We use the CRF++ toolkit¹ to train the model. The model is trained in a supervised fashion on 6,000 queries annotated by humans. The human annotators were given queries that were pre-segmented by an unsupervised Hidden Markov Model (HMM) similar to (Tan and Peng 2008). The annotators were then asked to correct the segmentations for errors. We have found that agreement rates among annotators are typically around 80% for this task. We evaluated our segmentation models with Word Error Rate (WER), which is the error rate of classifying an individual word into B-SEG or I-SEG classes. The HMM and the CRF both had 14% WER on a separate held out set of 3,000 queries. The WER of a naive unigram classifier that always predicted B-SEG was 28%.
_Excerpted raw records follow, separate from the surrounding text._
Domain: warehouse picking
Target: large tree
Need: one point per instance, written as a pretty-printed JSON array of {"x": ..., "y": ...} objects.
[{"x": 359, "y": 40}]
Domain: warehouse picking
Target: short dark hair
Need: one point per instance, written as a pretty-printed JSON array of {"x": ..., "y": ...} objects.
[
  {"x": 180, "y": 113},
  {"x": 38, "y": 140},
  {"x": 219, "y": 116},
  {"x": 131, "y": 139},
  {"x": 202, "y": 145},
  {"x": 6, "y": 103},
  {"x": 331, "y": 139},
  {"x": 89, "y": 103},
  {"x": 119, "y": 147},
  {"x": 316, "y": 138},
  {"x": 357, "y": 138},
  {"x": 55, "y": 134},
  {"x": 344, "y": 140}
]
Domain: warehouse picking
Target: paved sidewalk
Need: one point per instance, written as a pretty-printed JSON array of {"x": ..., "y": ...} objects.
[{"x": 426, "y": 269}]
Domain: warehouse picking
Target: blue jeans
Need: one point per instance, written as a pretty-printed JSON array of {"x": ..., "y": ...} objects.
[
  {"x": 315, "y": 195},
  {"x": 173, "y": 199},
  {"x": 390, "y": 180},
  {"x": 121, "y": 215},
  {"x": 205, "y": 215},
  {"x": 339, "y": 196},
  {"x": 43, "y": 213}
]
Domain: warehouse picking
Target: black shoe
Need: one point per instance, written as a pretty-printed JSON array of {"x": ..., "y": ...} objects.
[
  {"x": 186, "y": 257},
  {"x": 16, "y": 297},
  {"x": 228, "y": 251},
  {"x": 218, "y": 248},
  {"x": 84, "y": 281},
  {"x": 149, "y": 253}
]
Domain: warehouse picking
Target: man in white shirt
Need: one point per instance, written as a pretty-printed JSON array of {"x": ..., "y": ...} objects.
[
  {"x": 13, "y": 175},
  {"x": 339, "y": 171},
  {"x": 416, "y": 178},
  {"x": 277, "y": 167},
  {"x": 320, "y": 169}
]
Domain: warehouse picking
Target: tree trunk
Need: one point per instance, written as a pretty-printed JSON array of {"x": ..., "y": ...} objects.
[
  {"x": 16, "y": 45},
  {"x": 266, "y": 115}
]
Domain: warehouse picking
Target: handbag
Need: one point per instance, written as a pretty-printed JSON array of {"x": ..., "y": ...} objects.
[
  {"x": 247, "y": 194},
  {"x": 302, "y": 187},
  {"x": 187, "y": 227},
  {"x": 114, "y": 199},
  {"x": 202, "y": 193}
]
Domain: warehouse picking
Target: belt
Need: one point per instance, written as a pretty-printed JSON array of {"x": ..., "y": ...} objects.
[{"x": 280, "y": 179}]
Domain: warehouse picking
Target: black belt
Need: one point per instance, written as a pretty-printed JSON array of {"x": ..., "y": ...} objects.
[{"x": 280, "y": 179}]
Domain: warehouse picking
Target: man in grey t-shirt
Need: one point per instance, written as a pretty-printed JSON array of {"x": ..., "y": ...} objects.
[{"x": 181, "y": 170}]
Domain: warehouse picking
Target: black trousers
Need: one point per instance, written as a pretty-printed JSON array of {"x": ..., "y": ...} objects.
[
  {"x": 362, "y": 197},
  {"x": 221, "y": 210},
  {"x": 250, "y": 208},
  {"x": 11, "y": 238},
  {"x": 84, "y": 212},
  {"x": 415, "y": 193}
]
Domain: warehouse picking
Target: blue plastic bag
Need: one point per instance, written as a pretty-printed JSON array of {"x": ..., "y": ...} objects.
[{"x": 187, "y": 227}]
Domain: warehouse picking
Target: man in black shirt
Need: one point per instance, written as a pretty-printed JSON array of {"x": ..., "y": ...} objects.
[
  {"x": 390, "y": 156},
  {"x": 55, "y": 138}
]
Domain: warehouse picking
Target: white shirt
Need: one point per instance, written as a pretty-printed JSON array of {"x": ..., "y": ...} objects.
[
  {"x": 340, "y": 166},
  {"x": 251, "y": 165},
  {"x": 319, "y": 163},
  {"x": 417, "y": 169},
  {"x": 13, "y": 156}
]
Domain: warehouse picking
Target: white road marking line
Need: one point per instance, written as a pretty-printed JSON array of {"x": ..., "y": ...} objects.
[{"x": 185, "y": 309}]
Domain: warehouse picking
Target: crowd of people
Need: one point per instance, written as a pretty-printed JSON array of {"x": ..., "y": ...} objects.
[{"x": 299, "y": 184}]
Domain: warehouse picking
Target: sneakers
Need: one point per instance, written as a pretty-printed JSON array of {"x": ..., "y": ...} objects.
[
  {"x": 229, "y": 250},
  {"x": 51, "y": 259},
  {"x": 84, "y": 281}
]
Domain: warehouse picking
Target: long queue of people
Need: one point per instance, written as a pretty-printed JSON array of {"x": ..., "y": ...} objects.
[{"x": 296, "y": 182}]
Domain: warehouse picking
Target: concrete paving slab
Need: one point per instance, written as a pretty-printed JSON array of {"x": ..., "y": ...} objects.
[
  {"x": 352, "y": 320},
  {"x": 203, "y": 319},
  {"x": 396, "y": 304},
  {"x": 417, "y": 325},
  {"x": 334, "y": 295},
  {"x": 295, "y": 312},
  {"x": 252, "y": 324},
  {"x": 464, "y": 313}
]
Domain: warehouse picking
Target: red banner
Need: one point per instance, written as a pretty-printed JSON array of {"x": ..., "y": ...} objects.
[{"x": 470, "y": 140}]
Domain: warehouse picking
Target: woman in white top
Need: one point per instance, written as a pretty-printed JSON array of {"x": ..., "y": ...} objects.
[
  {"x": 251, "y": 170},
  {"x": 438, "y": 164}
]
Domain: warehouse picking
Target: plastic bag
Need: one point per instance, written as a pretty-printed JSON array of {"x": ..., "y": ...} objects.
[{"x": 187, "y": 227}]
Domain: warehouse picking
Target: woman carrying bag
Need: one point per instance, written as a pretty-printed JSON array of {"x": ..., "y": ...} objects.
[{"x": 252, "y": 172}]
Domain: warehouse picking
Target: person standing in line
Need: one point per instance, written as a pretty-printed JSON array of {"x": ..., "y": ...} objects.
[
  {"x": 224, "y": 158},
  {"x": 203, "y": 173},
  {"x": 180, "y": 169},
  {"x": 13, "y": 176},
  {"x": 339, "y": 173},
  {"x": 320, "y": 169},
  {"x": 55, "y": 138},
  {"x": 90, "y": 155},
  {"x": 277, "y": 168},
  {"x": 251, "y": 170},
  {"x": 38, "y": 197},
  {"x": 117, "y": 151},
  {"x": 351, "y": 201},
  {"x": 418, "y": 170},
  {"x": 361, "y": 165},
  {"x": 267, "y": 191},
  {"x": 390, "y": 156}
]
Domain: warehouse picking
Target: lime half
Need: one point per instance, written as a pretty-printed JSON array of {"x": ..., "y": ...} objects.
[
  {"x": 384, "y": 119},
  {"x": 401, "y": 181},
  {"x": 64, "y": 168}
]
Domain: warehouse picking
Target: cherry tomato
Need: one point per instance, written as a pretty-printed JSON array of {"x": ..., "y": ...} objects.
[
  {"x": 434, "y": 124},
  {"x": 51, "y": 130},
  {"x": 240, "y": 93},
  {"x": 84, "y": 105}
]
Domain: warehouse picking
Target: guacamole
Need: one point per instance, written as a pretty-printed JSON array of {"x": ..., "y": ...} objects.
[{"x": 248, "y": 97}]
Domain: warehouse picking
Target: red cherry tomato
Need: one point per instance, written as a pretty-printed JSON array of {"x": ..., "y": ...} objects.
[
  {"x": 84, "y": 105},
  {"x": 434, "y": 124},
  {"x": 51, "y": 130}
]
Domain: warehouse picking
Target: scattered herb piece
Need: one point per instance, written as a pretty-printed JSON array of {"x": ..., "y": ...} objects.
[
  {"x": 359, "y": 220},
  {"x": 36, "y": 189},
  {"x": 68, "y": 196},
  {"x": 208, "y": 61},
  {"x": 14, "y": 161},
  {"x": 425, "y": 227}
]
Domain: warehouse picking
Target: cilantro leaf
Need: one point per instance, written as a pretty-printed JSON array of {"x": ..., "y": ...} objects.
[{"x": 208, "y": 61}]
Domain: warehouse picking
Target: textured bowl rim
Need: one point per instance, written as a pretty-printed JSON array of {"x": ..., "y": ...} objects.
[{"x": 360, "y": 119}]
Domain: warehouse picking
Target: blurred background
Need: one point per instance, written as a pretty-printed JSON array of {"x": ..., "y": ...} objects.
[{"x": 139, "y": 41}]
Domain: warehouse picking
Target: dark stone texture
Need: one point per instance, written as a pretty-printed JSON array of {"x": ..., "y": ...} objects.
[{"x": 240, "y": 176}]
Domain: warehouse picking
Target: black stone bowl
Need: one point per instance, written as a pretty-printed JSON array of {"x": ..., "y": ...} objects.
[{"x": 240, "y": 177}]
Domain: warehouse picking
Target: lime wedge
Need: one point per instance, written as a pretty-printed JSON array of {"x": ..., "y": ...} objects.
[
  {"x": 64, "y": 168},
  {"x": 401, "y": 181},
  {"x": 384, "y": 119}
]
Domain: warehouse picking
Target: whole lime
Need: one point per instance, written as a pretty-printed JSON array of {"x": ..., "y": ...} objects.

While WER is reasonably indicative of performance, it does not accurately represent the performance of the segmenter for phrases that are important for advertising. Therefore, we also obtained a different data set of about 1,000 queries where annotators were asked to mark key words and phrases that are important for preserving the original meaning of the query and that must be matched in a relevant advertisement. For example, a query like “how do i find parking around san jose” may be annotated as “how do i find (parking) around (san jose)”. This second evaluation data set allows us to measure the the accuracy of the different segmentation approaches in detecting the key phrases that are central to the meaning and intent of the query using a metric we call phrase-WER. To compute phrase-WER we go over each of the key phrases in the query and for each phrase measure the error rate of classifying its individual words as B-SEG or I-SEG. The WER of the phrases in a query are averaged to give an average WER per query. The final phrase-WER metric for the test set is the overall mean computed over each query’s phrase-WER. Using this new metric, the HMM and CRF have error rates of 24 and 19%, respectively (with 28% for the unigram model). If we compute this metric strictly on multiword phrases, the two methods have error rates of 19 and 18%, respectively (with 45% for the unigram model). Given the better performance of the CRF model across multiple metrics and test sets we use it throughout the rest of our downstream experiments.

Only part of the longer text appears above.